The problem is that low long-term interest rates are also a clue to a weakening economy with less demand for credit. And these low long-term interest rates have also fueled an explosion in real estate speculation. Greenspan has called the frantic activity ''froth." It is not only the kind of bubble that eventually bursts, it is itself feeding inflation that the Federal Reserve will work to contain, even if the economy slows as a result.
Many experts tell a narrative story of this decade as a tale of two bubbles, first in high-tech and now in housing, fueled by the Federal Reserve, unheard of budget deficits, and mounting public and private debt.
This unprecedented amount of monetary and fiscal stimulus was enough to keep the economy from experiencing more than a very brief dip after the 9/11 attacks. However, the growth that followed has been historically anemic, with unusually spotty and limited job growth and enormous pressures on households with modest incomes. The employment gains have not been enough to keep pace with Americans coming of working age, and the squeeze on families of average income and below has been brutal, in contrast to life at the tax-reduced top.
At this relatively mature stage of the business cycle, with economic growth beginning to slow, the stimulus arrows in the government's quiver are few, and the Federal Reserve is more likely than not to keep tightening monetary policy rather than loosening it. There are also indications that households are nearing the limit of their ability to refinance housing debt or take out home equity loans to meeting current expenses; households now owe a record 90 percent of the economy's annual output, a figure that has jumped by 20 points in the last five years.
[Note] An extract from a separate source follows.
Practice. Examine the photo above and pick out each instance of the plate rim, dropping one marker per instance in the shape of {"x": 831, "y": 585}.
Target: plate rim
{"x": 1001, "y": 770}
Moreover, the rising indebtedness of Americans and of their government and business sectors is becoming a source of concern abroad because so much of the increased debt has been used to purchase goods and increasingly services from abroad. This year, the country's so-called current account deficit -- the gap in trade and financial flows with the rest of the world -- is in the area of 7 percent of domestic output, virtually unheard of for a developed country.
The lasting answer would be a return to fiscal sanity, but the odds of that in the near term are nil. The Federal Reserve can still help at the margins, but the fundamental forces loose in this country are worrisome.